In my blog entries I try not to write extremely personal stuff because I feel that this blog is about my experiences here, but I feel like I have come to personal realizations that I should share. I have realized how important my parents are and how important they have been in my future. When I say my parents, I am talking about my mom, stepdad and biological dad. My dad left my mom when I was younger and I do not have a good relationship, really any relationship, with him. But I am realizing how important he is in my life. Not only would I not be here in the world without him, my life would be completely different if he had stayed in my life. I am certain that I would not be where I am today if my parents were still together. I realize how important my mom is in my life. She has taught me so much in life and is one of the most loving and generous people that I know. She has never let me settle for second best and has always given me all of the things that she never had growing up, mainly a mom that tells her daughters every day that she loves them and that they are the best thing that has ever happened to her. I am realizing how important my stepdad is in my life. He has been in my life for 20 years and I cannot imagine not having lived without him. He has never treated me like I was not his daughter. He and my mom gave me an amazing childhood, and are still trying to give me an amazing life, a life that neither or them had. 30 years ago my stepdad went to the U.S. with no money, no job, not able to speak English, hoping for a better life, and here I am in Spain, traveling, learning, living an amazing life thanks to him and my mom.

Like I said before, I do not like to write personal things here, but this entry would not be complete without mentioning one more person, a person that I have learned so much from, that has taught me about myself and that I am so thankful to have in my life.
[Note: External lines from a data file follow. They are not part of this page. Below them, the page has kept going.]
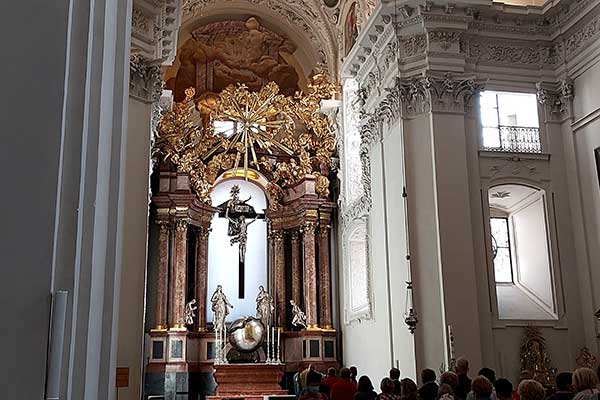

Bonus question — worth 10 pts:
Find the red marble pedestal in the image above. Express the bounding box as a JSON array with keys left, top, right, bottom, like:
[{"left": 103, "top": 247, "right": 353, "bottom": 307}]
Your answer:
[{"left": 207, "top": 364, "right": 287, "bottom": 400}]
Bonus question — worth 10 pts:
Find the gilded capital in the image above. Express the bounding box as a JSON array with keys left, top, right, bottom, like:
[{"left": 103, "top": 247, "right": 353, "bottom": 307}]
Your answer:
[
  {"left": 155, "top": 219, "right": 171, "bottom": 232},
  {"left": 302, "top": 221, "right": 317, "bottom": 236},
  {"left": 319, "top": 225, "right": 331, "bottom": 238},
  {"left": 273, "top": 231, "right": 283, "bottom": 242},
  {"left": 196, "top": 226, "right": 212, "bottom": 240},
  {"left": 175, "top": 218, "right": 188, "bottom": 232}
]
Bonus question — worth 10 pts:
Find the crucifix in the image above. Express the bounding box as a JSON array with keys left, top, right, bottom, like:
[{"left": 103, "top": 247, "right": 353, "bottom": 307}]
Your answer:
[{"left": 218, "top": 185, "right": 265, "bottom": 299}]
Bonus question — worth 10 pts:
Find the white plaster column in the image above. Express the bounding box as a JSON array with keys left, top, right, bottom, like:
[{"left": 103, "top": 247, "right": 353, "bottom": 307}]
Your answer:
[{"left": 117, "top": 89, "right": 155, "bottom": 400}]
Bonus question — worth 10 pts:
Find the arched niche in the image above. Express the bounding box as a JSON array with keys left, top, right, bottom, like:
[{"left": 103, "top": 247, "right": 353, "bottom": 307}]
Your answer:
[
  {"left": 206, "top": 172, "right": 268, "bottom": 321},
  {"left": 488, "top": 182, "right": 558, "bottom": 320}
]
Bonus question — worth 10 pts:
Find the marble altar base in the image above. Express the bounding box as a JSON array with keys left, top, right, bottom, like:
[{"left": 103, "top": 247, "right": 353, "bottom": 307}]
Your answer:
[{"left": 207, "top": 363, "right": 287, "bottom": 400}]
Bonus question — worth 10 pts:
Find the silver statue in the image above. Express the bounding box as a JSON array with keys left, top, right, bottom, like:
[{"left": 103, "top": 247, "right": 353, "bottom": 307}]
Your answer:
[
  {"left": 184, "top": 299, "right": 198, "bottom": 325},
  {"left": 210, "top": 285, "right": 233, "bottom": 332},
  {"left": 290, "top": 300, "right": 306, "bottom": 328},
  {"left": 256, "top": 285, "right": 275, "bottom": 329}
]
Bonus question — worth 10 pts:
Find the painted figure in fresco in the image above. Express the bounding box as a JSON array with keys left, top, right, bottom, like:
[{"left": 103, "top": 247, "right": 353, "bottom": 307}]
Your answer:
[
  {"left": 290, "top": 300, "right": 306, "bottom": 328},
  {"left": 210, "top": 285, "right": 233, "bottom": 331},
  {"left": 256, "top": 285, "right": 275, "bottom": 329},
  {"left": 185, "top": 299, "right": 198, "bottom": 325},
  {"left": 167, "top": 17, "right": 299, "bottom": 101}
]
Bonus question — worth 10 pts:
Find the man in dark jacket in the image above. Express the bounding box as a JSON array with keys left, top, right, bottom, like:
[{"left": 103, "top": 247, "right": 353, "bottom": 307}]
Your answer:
[
  {"left": 548, "top": 372, "right": 575, "bottom": 400},
  {"left": 419, "top": 369, "right": 438, "bottom": 400},
  {"left": 454, "top": 357, "right": 471, "bottom": 400}
]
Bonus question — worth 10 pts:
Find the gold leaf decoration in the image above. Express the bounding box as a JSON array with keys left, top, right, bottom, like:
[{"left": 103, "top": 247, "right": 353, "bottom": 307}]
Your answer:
[{"left": 156, "top": 73, "right": 337, "bottom": 208}]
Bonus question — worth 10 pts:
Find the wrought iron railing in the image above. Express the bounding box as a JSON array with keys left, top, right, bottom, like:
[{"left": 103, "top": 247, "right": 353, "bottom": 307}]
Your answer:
[{"left": 484, "top": 125, "right": 542, "bottom": 153}]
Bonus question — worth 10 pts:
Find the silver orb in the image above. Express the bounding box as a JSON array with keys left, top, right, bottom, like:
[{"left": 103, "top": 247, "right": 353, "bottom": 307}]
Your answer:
[{"left": 229, "top": 317, "right": 265, "bottom": 353}]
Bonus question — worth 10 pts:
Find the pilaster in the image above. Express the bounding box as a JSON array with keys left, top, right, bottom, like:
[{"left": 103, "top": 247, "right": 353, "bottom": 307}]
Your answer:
[
  {"left": 169, "top": 218, "right": 188, "bottom": 330},
  {"left": 273, "top": 231, "right": 286, "bottom": 327},
  {"left": 302, "top": 221, "right": 319, "bottom": 330}
]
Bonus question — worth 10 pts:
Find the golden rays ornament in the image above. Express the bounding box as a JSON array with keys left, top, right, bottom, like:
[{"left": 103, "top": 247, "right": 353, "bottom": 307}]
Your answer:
[{"left": 155, "top": 74, "right": 337, "bottom": 208}]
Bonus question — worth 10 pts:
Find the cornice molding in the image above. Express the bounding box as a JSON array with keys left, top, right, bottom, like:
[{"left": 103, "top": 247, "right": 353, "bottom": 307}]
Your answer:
[
  {"left": 344, "top": 0, "right": 600, "bottom": 84},
  {"left": 129, "top": 54, "right": 163, "bottom": 103},
  {"left": 535, "top": 77, "right": 575, "bottom": 122},
  {"left": 131, "top": 0, "right": 181, "bottom": 65}
]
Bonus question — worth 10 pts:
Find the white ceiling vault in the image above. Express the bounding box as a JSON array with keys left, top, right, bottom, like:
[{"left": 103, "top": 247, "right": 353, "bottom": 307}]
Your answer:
[
  {"left": 132, "top": 0, "right": 378, "bottom": 80},
  {"left": 179, "top": 0, "right": 343, "bottom": 76}
]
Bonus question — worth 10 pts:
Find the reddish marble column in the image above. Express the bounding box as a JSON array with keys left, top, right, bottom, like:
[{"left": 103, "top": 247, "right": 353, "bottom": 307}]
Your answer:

I would not have guessed when I left home to go to Iowa for college that I would meet someone as amazing as this person. This person has showed me how fortunate I am in life, has helped me realize how amazing my parents are, how amazing I am, how remarkable and generous people who are not your actual family members can be. They have taught/ told me that I have tons to learn in life. They have been patient and put up with so much of my crap. I have done nothing to deserve this person's love and friendship and have learned this year being away from this person how valuable they are, how different my life would be without them and how luck I am to have this incredible person in my life. I know that I do not say it enough, but you are incredibly fantastic and I cannot image a better person to have in my life. So thank you, John Sherrod. I appreciate and love you more than words can express.

1 comment:

  1. Nancy,
    Your post could not have been more in tune with my thoughts at the moment. I have been in Belfast this semester and have realized, just like you, that I have a lot more to learn. There are times when I feel extremely uneducated when in a room full of Europeans. However, I have realized that over the semester I have learned a lot about the world just by living in a different place. Things that I have just taken up because I am here. As you said, more learning takes place outside the classroom and that is definitely try to my experience abroad.

    I also agree with your personal reflections on how you have realized the importance others play in your life. I agree with your statement that our lives could be completely different without just one person in it. We are who we are because of the places we grew up, but also because of the people who have and are in our lives. Everyone was put into our life for a reason.

    Hope you enjoy the last bit of your time abroad! :)
    Amanda

    p.s. Where are you in Catalunya? I was stranded in Barca for 9 days in April because of the ash cloud! I didn't even think about the fact that you are in SPAIN!